The superannuation industry in Australia is going through a remarkable period of growth and media awareness. (We have all seen the recent frenzy of advertising activity, press and TV coverage.)
Today, ordinary people are now realizing that a Government pension won’t give them the lifestyle they want in the years when they are not earning an income. The need to save money for the future is more than a hot topic, it has become a big wake up call to millions of workers who have low superannuation savings.
The standard superannuation contribution by employers is currently 9% of your salary, but the reality is this is not enough to cover basic living expenses and bills in retirement, never mind that elusive trip of a lifetime overseas.
So, how about some easy ways to grow superannuation? Here are five top suggestions:
1) Regular contributions really add up.
Starting early pays off. By putting more money each week into your superannuation account, (in addition to the 9% employer contribution) the difference can be remarkable. For example: if you added $50 a week starting from the age of 25, this grows to over $160,000 extra by age 60.
2) Hold a garage sale. Turn trash into treasure.
No spare cash? Look around your house for old furniture, sporting goods and electrical items. Put the proceeds from your weekend sale into super. Your contribution will earn compound interest until retirement.
3) 3 million Australians have unclaimed superannuation.

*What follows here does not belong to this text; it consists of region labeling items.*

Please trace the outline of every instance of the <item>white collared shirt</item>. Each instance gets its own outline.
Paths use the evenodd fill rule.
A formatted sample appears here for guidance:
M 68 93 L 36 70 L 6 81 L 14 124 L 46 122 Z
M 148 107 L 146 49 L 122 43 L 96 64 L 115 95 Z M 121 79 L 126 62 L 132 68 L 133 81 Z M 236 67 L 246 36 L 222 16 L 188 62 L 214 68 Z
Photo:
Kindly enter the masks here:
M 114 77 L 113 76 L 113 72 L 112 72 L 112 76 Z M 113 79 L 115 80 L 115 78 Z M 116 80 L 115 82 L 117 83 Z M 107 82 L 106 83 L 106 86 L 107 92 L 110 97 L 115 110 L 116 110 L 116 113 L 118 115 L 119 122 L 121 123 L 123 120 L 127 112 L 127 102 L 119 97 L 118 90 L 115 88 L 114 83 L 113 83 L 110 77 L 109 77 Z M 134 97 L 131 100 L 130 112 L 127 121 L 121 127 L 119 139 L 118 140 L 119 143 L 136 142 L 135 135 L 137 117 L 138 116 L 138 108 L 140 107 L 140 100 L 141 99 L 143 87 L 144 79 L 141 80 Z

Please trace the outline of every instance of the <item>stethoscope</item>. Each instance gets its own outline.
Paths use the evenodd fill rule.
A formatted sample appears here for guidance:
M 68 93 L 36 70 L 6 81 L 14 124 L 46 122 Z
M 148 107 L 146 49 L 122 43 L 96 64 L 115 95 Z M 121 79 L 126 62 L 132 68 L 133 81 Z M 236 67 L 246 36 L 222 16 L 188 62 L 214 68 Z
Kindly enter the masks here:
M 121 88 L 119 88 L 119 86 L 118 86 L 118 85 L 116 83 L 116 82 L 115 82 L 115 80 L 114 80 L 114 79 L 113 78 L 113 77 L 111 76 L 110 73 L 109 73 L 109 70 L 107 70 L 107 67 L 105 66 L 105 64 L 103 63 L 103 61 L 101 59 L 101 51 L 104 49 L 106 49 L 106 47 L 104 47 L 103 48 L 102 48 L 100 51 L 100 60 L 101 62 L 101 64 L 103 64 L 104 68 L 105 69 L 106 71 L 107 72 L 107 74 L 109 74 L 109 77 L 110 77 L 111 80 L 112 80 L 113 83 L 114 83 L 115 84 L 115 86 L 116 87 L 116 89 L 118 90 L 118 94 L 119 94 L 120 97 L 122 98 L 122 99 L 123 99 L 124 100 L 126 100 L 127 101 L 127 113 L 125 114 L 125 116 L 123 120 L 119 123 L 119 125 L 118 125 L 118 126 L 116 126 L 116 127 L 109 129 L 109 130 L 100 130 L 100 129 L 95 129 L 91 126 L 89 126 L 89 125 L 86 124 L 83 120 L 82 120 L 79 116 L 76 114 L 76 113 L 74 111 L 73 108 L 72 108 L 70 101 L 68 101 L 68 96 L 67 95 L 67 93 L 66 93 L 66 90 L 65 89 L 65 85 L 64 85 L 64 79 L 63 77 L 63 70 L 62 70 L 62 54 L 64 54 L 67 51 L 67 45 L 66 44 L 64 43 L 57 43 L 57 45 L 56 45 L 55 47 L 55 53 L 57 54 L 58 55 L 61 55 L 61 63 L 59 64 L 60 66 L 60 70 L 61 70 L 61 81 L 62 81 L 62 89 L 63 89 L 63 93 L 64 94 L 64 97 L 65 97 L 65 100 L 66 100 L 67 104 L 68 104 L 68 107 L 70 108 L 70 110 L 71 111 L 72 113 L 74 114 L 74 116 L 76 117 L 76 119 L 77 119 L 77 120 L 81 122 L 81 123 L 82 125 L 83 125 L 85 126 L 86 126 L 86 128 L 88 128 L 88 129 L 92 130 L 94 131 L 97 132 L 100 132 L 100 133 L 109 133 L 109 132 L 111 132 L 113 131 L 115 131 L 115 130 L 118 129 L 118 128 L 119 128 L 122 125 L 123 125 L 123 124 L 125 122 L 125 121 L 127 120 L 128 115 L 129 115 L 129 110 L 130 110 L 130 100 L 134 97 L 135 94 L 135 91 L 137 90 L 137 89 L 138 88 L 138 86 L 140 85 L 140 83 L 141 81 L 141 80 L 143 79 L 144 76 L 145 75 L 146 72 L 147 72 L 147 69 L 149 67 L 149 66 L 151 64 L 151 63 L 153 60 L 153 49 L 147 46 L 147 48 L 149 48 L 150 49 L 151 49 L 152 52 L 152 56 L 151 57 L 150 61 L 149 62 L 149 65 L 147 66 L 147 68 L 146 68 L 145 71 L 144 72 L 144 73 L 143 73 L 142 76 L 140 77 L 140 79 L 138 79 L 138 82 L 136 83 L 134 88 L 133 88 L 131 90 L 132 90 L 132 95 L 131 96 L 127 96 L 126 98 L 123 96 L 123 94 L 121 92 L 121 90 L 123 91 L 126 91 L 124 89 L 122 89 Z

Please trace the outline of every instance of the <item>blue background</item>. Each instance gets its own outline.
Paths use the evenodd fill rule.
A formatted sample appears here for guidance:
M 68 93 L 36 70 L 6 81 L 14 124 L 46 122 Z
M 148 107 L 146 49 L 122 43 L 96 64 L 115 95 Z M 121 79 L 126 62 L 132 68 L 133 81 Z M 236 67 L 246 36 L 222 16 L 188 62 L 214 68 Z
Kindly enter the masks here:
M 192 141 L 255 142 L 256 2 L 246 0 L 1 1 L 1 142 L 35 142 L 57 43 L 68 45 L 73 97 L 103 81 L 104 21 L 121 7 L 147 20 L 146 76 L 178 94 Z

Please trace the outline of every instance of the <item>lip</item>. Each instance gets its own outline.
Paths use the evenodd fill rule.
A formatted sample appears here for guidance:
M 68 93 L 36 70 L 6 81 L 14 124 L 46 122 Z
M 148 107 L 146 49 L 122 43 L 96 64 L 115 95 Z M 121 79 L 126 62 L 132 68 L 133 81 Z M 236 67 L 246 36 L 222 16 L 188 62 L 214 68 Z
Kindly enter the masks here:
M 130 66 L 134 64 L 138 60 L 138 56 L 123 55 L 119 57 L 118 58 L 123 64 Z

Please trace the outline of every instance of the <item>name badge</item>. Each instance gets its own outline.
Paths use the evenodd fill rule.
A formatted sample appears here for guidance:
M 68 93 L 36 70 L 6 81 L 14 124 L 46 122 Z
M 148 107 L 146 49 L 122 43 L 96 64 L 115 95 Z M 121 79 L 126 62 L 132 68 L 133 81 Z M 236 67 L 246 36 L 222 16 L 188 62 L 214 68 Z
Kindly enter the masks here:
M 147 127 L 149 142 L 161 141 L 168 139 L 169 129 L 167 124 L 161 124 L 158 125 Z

Are you one of them?
One in three workers have unclaimed self managed super. It’s a huge statistic. In total, there’s AU$7.2 billion, or an average of AU$1,600 per account waiting to be claimed by Aussie workers. It may not seem a large amount, but if you dropped $10 in the street, you’d quickly pick it up! What’s more, this is a no cost service and it also allows you to transfer old super into your current superannuation account.
4) Roll your super into one fund. Pay less fees.
If you have worked casually or moved around from state to state, you may have several superannuation accounts with low balances – and you’re paying fees for each one of them. Fees are taken from any investment returns you have made which mean less money in your account. The higher your fees are, the harder your fund’s investments need to work to provide adequate returns.
It makes sense to consolidate all your balances into one account. One fund is easier to manage. Less paperwork to worry about. And of course, you save on paying fees. It is important to look around and select funds which charge low to reasonable fees.
- Choice of Fund. Your personal situation.
On July 1st, 2005, a major industry initiative took place with the launching of “Choice of Fund”. Are you one of the many eligible workers who can make a new choice about which fund you belong to and where your super is invested?
A word of advice, do your homework. Don’t just listen to your mate, Bob!
Compare industry performance and past results. Look at the entry fees and exit charges you may have to pay. Review member benefits such as life insurance coverage. (Will you need a new medical to get the same coverage you currently have?)
Changing funds could be a good move, or may not improve your returns at all.
The final tip. Whatever you do with your self-managed super, think super carefully.
Calculations assume growth of 6.25% and inflation of 3%, which are common industry assumptions in Australia.